During the course of this eventful day, in which so many errors had happened from the likeness the twin brothers bore to each other, old Aegeon's day of grace was passing away, it being now near sunset; and at sunset he was doomed to die if he could not pay the money.

The place of his execution was near this convent, and here he arrived just as the abbess retired into the convent; the duke attending in person, that, if any offered to pay the money, he might be present to pardon him.

Adriana stopped this melancholy procession, and cried out to the duke for justice, telling him that the abbess had refused to deliver up her lunatic husband to her care. While she was speaking, her real husband and his servant, Dromio, who had got loose, came before the duke to demand justice, complaining that his wife had confined him on a false charge of lunacy, and telling in what manner he had broken his bands and eluded the vigilance of his keepers. Adriana was strangely surprised to see her husband when she thought he had been within the convent.

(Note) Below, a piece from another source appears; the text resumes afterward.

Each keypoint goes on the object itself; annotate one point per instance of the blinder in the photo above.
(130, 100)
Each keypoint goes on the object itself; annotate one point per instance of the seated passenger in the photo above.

Aegeon, seeing his son, concluded this was the son who had left him to go in search of his mother and his brother, and he felt secure that this dear son would readily pay the money demanded for his ransom. He therefore spoke to Antipholus in words of fatherly affection, with joyful hope that he should now be released. But, to the utter astonishment of Aegeon, his son denied all knowledge of him, as well he might, for this Antipholus had never seen his father since they were separated in the storm in his infancy. But while the poor old Aegeon was in vain endeavoring to make his son acknowledge him, thinking surely that either his griefs and the anxieties he had suffered had so strangely altered him that his son did not know him or else that he was ashamed to acknowledge his father in his misery--in the midst of this perplexity the lady abbess and the other Antipholus and Dromio came out, and the wondering Adriana saw two husbands and two Dromios standing before her.

And now these riddling errors, which had so perplexed them all, were clearly made out. When the duke saw the two Antipholuses and the two Dromios both so exactly alike, he at once conjectured aright of these seeming mysteries, for he remembered the story Aegeon had told him in the morning; and he said these men must be the two sons of Aegeon and their twin slaves.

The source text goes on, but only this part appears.